A favourite accusation among politicians is the one about being too “party political.” Voters, they say, are sick of the “negative campaigning” of the other party. What the voter wants is a constructive, cross-party assessment of the problems facing society, they say. But they are wrong, or lying. As this advert shows.
It is, in case you care, part of Carly Fiorina’s campaign for the Californian Republican party senate nomination. She won, obviously. And why? Because she called her opponent a demon sheep, and then dressed someone up as a demon sheep to illustrate exactly what she meant by demon sheep.
This kind of thing just doesn’t happen in Germany, or in fact Europe. Here is a typical European party political broadcast. If you get through it without stabbing yourself in the eye you win a coconut.
Why is positive campaigning like pressing your brain through a sieve? Because it can never, by its very DNA, be honest.

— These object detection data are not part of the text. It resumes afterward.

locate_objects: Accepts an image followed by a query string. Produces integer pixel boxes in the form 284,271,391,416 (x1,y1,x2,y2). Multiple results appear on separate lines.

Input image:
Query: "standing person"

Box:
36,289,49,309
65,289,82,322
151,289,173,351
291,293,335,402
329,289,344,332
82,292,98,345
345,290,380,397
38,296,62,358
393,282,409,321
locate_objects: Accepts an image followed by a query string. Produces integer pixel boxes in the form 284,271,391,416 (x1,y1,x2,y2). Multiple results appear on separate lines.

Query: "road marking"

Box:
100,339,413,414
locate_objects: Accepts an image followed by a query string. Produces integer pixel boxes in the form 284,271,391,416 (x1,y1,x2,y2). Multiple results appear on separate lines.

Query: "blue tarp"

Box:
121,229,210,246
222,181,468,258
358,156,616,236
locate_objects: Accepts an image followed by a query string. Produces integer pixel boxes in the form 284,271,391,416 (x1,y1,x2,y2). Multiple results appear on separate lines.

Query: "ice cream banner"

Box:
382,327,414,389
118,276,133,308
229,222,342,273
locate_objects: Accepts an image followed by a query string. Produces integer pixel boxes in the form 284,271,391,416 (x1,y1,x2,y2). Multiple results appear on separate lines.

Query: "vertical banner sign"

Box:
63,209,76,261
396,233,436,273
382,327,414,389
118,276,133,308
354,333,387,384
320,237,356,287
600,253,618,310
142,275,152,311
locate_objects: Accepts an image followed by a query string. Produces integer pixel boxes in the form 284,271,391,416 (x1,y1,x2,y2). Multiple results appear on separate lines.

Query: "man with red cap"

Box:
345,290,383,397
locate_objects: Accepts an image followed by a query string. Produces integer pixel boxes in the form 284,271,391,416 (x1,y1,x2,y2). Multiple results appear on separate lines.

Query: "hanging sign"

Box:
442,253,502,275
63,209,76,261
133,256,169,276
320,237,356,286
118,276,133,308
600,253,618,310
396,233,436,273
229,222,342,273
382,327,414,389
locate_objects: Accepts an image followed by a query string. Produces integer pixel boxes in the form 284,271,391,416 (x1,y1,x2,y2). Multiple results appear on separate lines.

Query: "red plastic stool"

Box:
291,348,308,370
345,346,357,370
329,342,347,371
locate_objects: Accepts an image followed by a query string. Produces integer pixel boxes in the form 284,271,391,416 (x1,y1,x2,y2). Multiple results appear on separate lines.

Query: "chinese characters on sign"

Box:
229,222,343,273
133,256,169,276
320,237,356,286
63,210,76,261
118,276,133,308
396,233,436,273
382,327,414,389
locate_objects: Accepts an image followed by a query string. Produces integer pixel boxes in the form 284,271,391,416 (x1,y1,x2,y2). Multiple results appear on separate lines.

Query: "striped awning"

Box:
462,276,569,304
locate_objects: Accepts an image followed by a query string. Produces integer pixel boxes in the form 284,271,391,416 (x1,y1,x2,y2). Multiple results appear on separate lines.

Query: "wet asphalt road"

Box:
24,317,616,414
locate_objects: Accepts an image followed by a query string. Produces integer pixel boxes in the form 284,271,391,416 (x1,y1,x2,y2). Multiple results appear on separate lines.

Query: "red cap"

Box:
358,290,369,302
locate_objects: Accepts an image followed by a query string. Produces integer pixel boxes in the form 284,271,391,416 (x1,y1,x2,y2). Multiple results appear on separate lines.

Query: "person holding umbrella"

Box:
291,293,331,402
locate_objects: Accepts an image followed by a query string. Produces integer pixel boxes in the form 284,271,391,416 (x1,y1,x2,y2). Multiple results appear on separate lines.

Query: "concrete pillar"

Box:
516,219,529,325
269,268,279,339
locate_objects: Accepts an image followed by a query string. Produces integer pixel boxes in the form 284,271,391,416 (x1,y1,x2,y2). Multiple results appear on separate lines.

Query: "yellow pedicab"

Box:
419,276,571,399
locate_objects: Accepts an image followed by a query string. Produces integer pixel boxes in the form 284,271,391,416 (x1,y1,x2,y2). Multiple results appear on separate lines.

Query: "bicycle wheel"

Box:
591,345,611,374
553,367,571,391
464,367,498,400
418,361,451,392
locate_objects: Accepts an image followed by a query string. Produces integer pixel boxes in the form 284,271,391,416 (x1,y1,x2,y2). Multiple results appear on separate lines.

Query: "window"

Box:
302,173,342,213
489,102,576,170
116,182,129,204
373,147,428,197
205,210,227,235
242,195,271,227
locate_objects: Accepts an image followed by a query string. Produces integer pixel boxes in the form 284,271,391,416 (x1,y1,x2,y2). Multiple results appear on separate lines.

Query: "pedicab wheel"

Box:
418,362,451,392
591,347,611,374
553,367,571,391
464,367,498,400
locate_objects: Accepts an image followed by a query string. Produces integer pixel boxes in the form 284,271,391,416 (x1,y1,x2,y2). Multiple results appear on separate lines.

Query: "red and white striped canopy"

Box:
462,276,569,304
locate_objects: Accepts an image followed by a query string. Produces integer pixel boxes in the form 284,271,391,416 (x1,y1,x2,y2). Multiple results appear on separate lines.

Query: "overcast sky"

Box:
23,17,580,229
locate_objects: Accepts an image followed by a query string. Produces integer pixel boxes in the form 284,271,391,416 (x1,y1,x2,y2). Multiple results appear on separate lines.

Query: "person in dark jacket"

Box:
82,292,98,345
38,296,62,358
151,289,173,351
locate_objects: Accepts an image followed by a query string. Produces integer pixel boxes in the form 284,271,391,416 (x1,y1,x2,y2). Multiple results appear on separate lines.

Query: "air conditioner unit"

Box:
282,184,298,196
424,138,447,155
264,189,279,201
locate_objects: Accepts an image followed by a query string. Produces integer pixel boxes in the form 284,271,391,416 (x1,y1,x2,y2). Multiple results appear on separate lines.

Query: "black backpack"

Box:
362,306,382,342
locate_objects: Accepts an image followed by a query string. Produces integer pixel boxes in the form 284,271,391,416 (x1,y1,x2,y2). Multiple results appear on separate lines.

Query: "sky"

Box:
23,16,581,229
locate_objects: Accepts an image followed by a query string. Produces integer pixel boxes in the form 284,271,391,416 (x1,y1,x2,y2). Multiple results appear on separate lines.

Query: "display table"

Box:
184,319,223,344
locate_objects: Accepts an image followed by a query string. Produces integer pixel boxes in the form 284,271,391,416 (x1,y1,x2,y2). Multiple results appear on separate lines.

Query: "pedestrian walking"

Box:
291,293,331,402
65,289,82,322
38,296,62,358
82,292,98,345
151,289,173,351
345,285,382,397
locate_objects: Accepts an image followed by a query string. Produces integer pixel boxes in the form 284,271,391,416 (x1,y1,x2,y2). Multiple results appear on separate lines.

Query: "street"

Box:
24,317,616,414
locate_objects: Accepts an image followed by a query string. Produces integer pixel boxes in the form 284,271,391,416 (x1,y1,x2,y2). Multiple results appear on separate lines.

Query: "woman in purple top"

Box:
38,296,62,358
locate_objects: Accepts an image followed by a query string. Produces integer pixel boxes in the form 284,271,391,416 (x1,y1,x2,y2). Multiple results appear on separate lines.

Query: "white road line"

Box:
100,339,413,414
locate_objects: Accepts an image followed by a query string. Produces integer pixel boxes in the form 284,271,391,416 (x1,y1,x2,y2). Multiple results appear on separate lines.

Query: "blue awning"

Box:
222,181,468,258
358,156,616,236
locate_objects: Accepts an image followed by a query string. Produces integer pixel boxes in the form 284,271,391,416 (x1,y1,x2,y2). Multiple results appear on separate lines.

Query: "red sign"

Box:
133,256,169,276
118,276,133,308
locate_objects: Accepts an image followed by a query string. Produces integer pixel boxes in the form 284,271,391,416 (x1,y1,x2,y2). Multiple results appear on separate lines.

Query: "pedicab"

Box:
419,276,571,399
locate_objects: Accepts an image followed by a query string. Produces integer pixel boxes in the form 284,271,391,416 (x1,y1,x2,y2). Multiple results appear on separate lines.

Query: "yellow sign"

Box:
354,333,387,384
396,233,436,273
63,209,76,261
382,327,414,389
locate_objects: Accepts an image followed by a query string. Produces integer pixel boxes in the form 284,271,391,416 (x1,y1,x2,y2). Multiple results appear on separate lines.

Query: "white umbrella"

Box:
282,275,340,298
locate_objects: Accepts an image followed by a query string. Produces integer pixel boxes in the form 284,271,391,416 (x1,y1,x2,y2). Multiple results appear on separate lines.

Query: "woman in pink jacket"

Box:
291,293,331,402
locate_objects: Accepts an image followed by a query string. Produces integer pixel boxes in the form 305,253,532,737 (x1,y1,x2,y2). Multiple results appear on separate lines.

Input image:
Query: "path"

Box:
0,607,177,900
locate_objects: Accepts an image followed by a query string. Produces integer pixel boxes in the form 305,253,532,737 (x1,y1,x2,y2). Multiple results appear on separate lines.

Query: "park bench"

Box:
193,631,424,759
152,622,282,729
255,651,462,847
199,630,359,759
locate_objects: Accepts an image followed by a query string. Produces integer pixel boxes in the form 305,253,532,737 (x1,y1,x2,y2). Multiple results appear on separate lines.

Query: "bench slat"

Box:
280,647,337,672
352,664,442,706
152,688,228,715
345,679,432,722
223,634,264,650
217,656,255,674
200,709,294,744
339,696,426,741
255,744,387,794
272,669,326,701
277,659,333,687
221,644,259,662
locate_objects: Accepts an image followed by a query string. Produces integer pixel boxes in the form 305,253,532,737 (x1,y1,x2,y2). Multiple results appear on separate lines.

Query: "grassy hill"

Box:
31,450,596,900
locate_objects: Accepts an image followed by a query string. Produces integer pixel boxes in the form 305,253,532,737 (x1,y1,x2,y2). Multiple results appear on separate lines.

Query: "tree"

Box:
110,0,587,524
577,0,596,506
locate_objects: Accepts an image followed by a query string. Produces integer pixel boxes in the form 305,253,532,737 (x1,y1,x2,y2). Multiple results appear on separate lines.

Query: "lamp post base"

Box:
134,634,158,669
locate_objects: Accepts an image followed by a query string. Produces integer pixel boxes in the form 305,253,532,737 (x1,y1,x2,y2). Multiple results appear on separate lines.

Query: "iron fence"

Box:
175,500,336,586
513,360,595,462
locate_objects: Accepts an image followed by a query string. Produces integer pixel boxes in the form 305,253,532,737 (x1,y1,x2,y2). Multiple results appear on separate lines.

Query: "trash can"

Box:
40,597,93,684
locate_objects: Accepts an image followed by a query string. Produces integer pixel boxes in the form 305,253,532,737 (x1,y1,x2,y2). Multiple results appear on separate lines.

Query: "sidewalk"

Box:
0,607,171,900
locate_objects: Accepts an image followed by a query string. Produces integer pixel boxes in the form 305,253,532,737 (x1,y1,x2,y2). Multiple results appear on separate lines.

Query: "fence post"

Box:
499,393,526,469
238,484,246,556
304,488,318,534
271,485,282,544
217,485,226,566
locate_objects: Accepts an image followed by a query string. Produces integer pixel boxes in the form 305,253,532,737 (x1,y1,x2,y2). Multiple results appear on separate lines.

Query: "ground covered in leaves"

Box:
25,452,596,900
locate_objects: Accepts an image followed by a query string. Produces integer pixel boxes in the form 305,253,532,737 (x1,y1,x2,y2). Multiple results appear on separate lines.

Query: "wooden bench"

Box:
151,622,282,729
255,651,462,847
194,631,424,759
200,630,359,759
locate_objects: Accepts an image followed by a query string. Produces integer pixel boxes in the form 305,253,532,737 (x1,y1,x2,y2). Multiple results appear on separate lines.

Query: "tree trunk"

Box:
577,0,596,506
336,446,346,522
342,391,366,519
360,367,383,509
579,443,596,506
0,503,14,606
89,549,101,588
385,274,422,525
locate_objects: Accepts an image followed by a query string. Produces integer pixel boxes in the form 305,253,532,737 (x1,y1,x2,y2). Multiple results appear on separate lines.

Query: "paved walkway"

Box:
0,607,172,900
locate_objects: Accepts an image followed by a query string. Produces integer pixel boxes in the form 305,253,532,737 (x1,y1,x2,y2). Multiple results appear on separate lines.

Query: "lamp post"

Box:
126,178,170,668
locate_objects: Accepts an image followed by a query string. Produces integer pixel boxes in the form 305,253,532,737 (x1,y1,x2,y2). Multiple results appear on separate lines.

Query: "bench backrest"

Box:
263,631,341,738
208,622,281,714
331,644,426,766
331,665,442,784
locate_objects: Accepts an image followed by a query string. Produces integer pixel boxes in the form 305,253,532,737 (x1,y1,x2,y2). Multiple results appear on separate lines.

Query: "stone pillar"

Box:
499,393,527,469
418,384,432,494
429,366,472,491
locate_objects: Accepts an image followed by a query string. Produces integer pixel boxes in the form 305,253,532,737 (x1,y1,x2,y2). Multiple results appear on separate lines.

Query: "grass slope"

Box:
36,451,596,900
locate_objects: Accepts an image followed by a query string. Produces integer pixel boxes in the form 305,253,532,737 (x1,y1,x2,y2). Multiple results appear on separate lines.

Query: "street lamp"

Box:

In the US, negative campaigning never gets the same stigmatization. It is a country where negative advertizing – “drink Coke, because Pepsi is piss” – is embraced as expressing the soul of competition. What is the collective American psychosis that explains this? I daren’t speculate, but I reckon it has something to do with the existence of the A-Team.
The point is, we the people like to see a dirty fight. It was with a sense of lost opportunity that Britons realized that the “Step Outside Posh Boy” ad campaign – in which Gordon Brown challenged David Cameron to a physical fight – was just an April Fool invented by the Guardian. Like a floozy in an old Western, it would have made the British people feel so special to see Gordon and David just have it out. And you can’t help feeling that Brown would have won.
Why do you think election campaign TV debates have been so enthusiastically imported in Britain and Germany? Because it makes democracy what it really should have been all along – an episode of Blind Date.
Thanks to Amok Mama for that last joke.